Castle v Chisholm (2003)
Summary
T served notice claiming a new lease pursuant to the Leasehold Reform, Housing and Urban Development Act 1993. At that time, the tenants were only entitled to a new tenancy if they had been occupying the flat as their only or principal home for at least 3 years out of the last 10 years. The landlord’s counternotice challenged their ability to satisfy that residence requirement.
Facts
In the meantime, however, amendments to the Act had come into force, and it was no longer necessary to satisfy the residence requirement. The tenants therefore decided that rather than fight over the residence requirements, they would concede that the first notice was invalid, and serve a new notice.
The landlord challenged the validity of the second notice, relying on section 42(7), which prohibits the service of a tenant’s notice within 12 months after the withdrawal of an earlier notice.

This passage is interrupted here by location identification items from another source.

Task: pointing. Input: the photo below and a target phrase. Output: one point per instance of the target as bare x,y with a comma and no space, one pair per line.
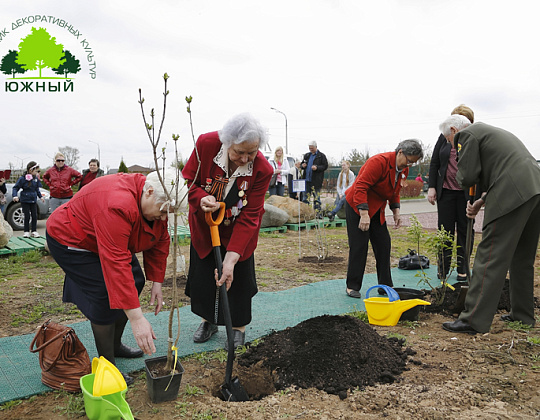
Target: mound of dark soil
330,353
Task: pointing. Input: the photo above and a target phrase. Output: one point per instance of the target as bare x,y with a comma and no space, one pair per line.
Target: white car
13,211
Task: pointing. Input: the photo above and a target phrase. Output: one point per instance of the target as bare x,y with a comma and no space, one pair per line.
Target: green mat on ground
20,374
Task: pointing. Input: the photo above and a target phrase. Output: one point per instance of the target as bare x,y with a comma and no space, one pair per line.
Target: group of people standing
94,236
60,178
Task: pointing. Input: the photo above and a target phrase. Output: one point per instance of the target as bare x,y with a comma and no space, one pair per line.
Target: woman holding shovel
226,166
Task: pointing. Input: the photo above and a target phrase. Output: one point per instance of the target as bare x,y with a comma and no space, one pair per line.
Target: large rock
273,216
290,206
6,232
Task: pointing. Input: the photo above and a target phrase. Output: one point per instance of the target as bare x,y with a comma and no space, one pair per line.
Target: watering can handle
392,294
214,230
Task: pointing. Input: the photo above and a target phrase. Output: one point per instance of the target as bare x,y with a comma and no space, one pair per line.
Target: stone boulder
6,232
273,216
290,206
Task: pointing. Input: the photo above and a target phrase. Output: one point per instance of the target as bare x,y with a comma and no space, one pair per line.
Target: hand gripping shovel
232,389
460,301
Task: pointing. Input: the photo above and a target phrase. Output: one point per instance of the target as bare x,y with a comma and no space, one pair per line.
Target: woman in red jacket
94,238
379,181
60,178
232,170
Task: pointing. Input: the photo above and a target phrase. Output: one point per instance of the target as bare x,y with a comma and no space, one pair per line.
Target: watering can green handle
392,294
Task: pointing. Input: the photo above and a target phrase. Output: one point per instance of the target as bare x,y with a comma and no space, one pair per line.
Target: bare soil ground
430,373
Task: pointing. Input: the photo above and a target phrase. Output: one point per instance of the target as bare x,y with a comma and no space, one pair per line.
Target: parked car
13,211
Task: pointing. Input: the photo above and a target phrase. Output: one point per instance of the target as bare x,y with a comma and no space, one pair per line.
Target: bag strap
56,337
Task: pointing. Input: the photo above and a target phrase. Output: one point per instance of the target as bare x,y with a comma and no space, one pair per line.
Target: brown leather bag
62,356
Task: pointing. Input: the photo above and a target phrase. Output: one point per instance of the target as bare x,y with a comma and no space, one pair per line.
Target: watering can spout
405,305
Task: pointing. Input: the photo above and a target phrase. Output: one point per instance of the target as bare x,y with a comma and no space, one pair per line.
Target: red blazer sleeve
112,229
241,236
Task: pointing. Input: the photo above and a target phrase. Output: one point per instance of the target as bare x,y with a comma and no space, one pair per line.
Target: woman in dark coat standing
450,198
234,171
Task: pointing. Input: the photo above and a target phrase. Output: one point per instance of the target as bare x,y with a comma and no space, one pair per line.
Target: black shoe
459,326
204,332
353,293
128,352
129,379
239,339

It was held in The Wellcome Trust v Easterman (1998) West London CC (unrep) that this did not prohibit service of new notice (within 12 months) where the first notice was invalid. T accordingly argued that the second notice was good.
Held
The second notice was invalid, by virtue of section 42(7). A distinction must be drawn between cases where the first notice was invalid “on its face” and those where it was only seen to be invalid when reference is made to surrounding circumstances. In the present case, since the first notice contained all the information required under the Act, and looking at it alone it was not demonstrably invalid, accepting that it was invalid amounted to a withdrawal and a new notice was prohibited for 12 months.